When speaking with investors and stakeholders, SaaS founders should be knowledgeable and discerning with regards to relevant metrics. Christoph Janz gave a presentation in 2013 that rings true today. He highlighted common errors made by SaaS founders.

  1. Confusing MRR with cash inflow (or Bookings or Sales or Revenues): MRR is the number 1 SaaS metric.
  2. Underestimate churn (by mixing up monthly with yearly plans): It should be (Number of Customers Who Churned) / (Number of Customers Who Could Have Churned)
  3. Ignore cohorts: Don't do this, create and use cohort analyses.
  4. Don't track each step of the conversion funnel: Need to look at funnel to understand what needs improvements.
  5. Mix up visitors to your marketing website with users of your software: If you don't know who is a visiting customer vs. visiting lead, you can be confused when looking at visits, sign-up rate, and sign-ups. Need to know for actionable insight.
  6. Show CACs on a blended basis only (mixing up paid and non-paid sources of leads): E.g. 100 customers @ $0 CAC and 20 customers @ $500 CAC means average is $83.33 but this is meaningless
  7. Attribute all conversions to your sales team: Find out how well your sign-ups are converting without being called by a salesperson. A/B test and calculate the ROI on your sales investments based on the conversion split.

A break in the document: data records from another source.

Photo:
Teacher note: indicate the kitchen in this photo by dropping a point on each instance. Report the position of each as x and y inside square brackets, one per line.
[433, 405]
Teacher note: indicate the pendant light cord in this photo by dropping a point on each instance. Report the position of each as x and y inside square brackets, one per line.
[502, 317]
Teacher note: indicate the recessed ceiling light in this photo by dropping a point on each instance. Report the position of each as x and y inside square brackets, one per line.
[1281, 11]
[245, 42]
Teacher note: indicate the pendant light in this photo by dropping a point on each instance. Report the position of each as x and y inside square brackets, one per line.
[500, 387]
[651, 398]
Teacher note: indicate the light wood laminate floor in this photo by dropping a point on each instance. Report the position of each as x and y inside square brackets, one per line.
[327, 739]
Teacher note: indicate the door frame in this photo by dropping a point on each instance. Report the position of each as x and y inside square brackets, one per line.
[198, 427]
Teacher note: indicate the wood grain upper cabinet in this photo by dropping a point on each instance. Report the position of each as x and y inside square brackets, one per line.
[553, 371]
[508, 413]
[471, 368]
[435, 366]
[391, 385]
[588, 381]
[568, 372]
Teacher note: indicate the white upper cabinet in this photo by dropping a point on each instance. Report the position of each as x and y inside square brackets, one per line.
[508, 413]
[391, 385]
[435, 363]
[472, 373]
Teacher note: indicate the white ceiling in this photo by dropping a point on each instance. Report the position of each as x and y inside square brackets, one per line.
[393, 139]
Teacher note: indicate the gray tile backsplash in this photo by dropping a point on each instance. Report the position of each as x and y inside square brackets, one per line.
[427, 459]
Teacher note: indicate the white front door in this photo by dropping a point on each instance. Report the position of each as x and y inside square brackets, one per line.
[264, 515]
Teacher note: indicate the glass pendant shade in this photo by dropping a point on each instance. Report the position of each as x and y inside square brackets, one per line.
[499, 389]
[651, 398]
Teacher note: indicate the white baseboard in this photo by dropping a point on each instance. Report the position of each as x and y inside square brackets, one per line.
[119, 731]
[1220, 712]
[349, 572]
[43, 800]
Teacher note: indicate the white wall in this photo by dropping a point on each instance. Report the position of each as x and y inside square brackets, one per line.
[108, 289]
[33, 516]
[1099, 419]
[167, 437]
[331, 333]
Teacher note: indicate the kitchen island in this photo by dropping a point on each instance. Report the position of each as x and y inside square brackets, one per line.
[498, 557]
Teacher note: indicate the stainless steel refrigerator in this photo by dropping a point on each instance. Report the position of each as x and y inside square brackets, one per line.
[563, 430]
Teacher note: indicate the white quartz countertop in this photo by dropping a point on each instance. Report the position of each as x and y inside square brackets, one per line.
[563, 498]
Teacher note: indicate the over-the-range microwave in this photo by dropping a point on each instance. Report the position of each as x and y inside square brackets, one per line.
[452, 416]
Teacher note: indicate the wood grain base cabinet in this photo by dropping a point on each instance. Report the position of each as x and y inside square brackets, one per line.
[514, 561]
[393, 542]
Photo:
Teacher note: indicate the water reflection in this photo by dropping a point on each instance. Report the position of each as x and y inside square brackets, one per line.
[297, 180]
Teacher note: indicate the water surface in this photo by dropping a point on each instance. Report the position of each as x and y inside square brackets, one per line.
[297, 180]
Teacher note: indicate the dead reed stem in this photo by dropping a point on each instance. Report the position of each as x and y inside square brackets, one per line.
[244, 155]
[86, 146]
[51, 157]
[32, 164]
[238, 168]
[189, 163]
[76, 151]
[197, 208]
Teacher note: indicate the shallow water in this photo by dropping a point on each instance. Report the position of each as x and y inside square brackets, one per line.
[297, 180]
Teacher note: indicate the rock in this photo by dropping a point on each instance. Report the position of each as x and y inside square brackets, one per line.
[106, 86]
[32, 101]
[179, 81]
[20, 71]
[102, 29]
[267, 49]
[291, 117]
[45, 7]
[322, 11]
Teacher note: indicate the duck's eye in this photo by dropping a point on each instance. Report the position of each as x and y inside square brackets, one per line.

  8. Assume you're growing exponentially: SaaS generally grows linearly with step functions. True exponential growth is very, very, very rare in SaaS and requires virality - something most SaaS products don't have.
  9. Don't start tracking KPIs until investors request it: You need them to drive decision-making and help focus the team. Investors want historic numbers, not just a snapshot.